“Well, you must be better to-morrow,” Letty would say, and go off to her ride, or perhaps to her tennis which she too played very well. And then Tiny would come in with her hair flying in her haste, as soon as her lesson was over. “Are you better, Mar?”

“Oh, yes a little, but I shall not go downstairs to-day,” the boy would say, smiling at her.

“Oh, it is too tiresome,” cried Tiny; “I want you to come with me and get some water-lilies out of the pond. Duke’s always so busy; he will never do anything. And I want you to come down the village with me to see the man about those little dachshund puppies. It is too bad of you, Mar, to be ill now. I want you so much.”

“I am very sorry, Tiny, but you see I can’t help myself.”

“Oh, you could if you would try hard; just put on a resolution and make up your mind, and do, do be better to-morrow!” cried Tiny with vehemence. It is to be feared that this earnestness was simply on Tiny’s own account, to whom Mar was a most serviceable follower—but the boy was grateful for this vigorous demand.

“I will if I can,” he said—and then Tiny flew off with her hair waving, and he remained till the next visitor arrived. To tell the truth it was rather pleasant to them all to find him there always ready to hear what they had to say; and when they expressed their impatience with his illness, or ordered him imperiously to get well, they were though unconsciously only half sincere. “It’s nice to have you to run to always, Mar,” Tiny said, who, being the youngest, was the most unabashed in the utterance of fact. And Mar smiled and replied that it was nice to have them all coming to him. “If I am ever dull I know I shall soon hear someone running upstairs.”

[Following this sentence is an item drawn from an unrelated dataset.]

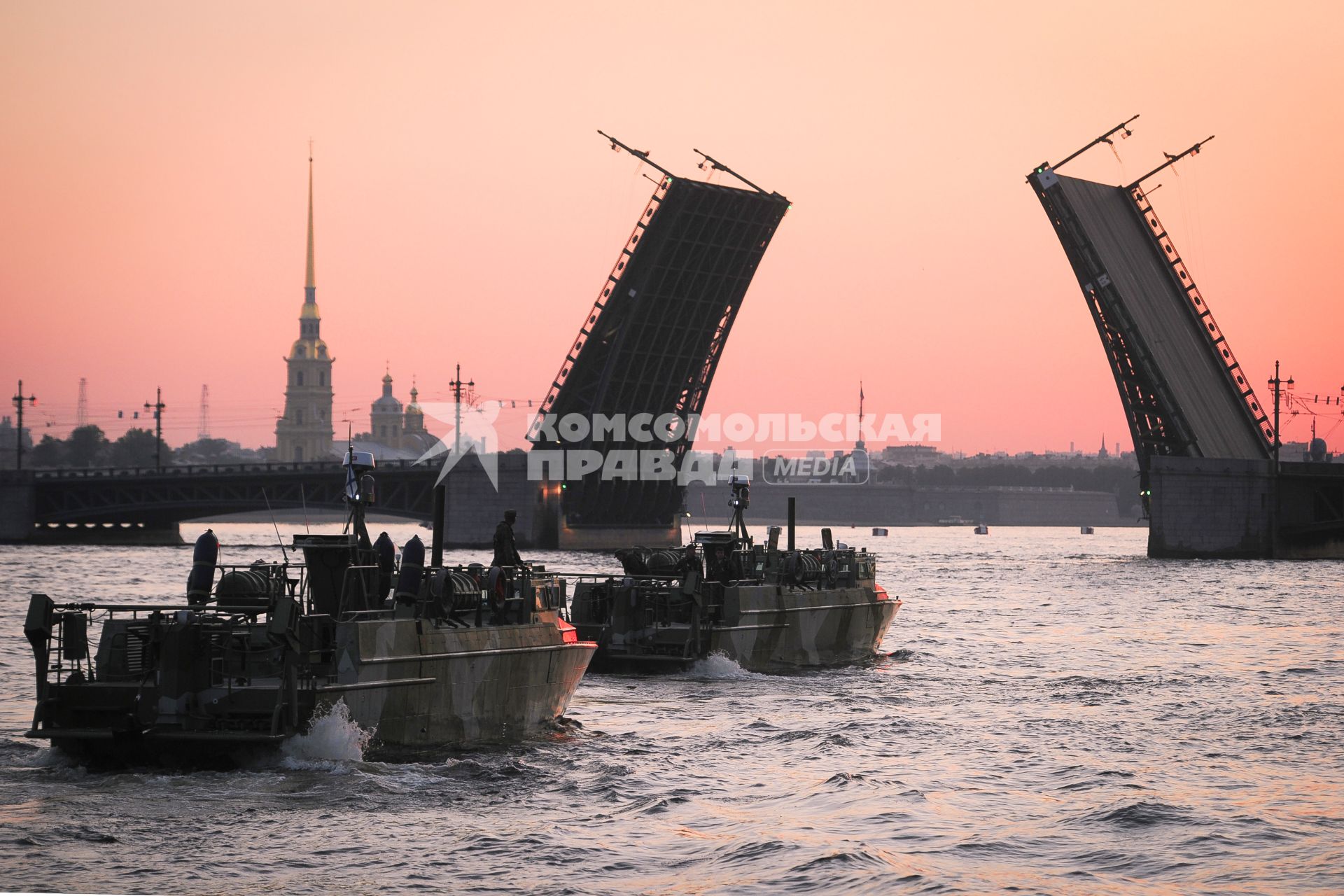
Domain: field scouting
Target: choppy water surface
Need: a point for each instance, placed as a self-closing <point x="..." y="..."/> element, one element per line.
<point x="1058" y="713"/>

“But remember,” cried Tiny, “you have promised to be better to-morrow.”

“Oh yes,” said Mar, “I shall be better to-morrow.”

“If you don’t, I heard mamma say she would send for the doctor, Mar.”

“I shall be better,” cried the boy. And as a matter of fact he did drag himself downstairs and got out to the avenue in a dutiful endeavor to follow Tiny to see after the dachshund puppies; but he grew so pale, and so soon found out that he could not drag one foot after the other, that a great panic arose among the young people. Duke was called from his tennis (for there were visitors that afternoon and a great game was going on) by Tiny in a voice more like that of a signal man in a gale than of a young lady. “Duke!” she said, “Mar’s fainted!” which brought Duke with a rush like a regiment of cavalry across the lawn, followed by Letty, her white dress flashing like a ray of light across the shadows. Mar fainted! They flung themselves upon him where he half sat, half lay upon a great trunk of a tree which had lain there for years overgrown with moss and lichens—the very same upon which Mary his mother had once thrown herself before he was born.